Nadine: And yet, in this context, he has a very different concept of free speech, although I’m sure he’s very strongly supportive of free speech rights of anti-abortion demonstrators. And so, you know I say that not at all in a sense of you know we’re better than that but just we have to be very, very careful that we don’t fall into what is a clear temptation. I – I also wanted to say, Nico, that there’s a long history of connection between restricting reproductive freedom and restricting speech about it. The infamous Comstock laws that were passed at the end of the 19th century and continued enforced into the 20th century – people I think mostly know them as outlawing so-called obscenity or pornography.

But those were the very same laws that outlawed the distribution of contraception. And – and – and any information about contraception. So, I do have to say you know there have been a lot of attacks recently, including in the libraries in public schools on so-called pornography. And this is something that could be weaponized, picking up on the historic tradition. That information about sexuality and choices about sexual intimacy and reproduction can get swept up in that kind of censorial crusade as well.

Nico: Will, do you want to add anything to that? I know – not to reveal your bookshelf, but I re – I know you’re reading a book about Victoria Woodhull right now that you’re fascinating with – fascinated with.

Will: I tell you what, I – I finished it a couple months ago, and it was – I’m going to recommend it, I’ve been pitching it to everybody. Because I – I – at times, when I was doing the dishes, I was listening to the audiobook, and my wife would come in and all of the sudden she’d be in the kitchen for 15 minutes just gripped by it. It's Amy Sohn’s The Man Who Hated Women. I think the subhead is Sex, Civil Liberties, and Censorship in the Gilded Age. And I really highly recommend it.

There have been a lot of great books dealing with Comstock recently and Nadine of course is absolutely right. Amy Werbel’s book, Bob Corn-Revere’s book, I know both of those folks have been on this show and I – I commend everybody to read Amy Sohn’s book. I commend it to you as well because it’s gripping. And the resonances of it as I was reading it, Dobbs comes down and the resonance of it is just striking. The parallels are amazing. Reading –

Nico: Well, who is Victoria Woodhull? Will, I think there are many of our listeners who probably don’t know who she is.

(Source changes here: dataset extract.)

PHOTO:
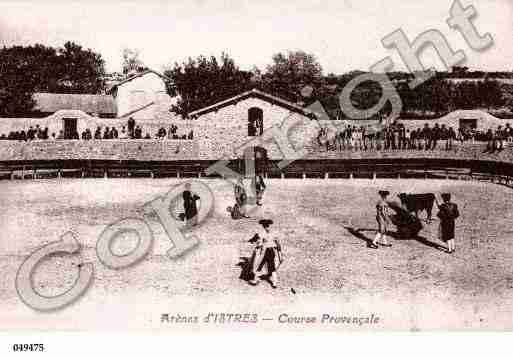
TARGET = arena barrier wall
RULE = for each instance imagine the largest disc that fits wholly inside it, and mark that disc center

Will: Well, she should be the subject of a major motion picture, I’ll tell you that much. She’s just got an absolutely fascinating story. Her and her sister Tennessee have this amazing almost Zelig or Forest Gump-like travel through the Gilded Age of America where she – at one point she’s running for president, she’s the first woman to open her own stock brokerage, she’s an incredible advocate for suffrage, free love, birth control – I mean, I won’t spoil for you here, right? This could be this whole other podcast.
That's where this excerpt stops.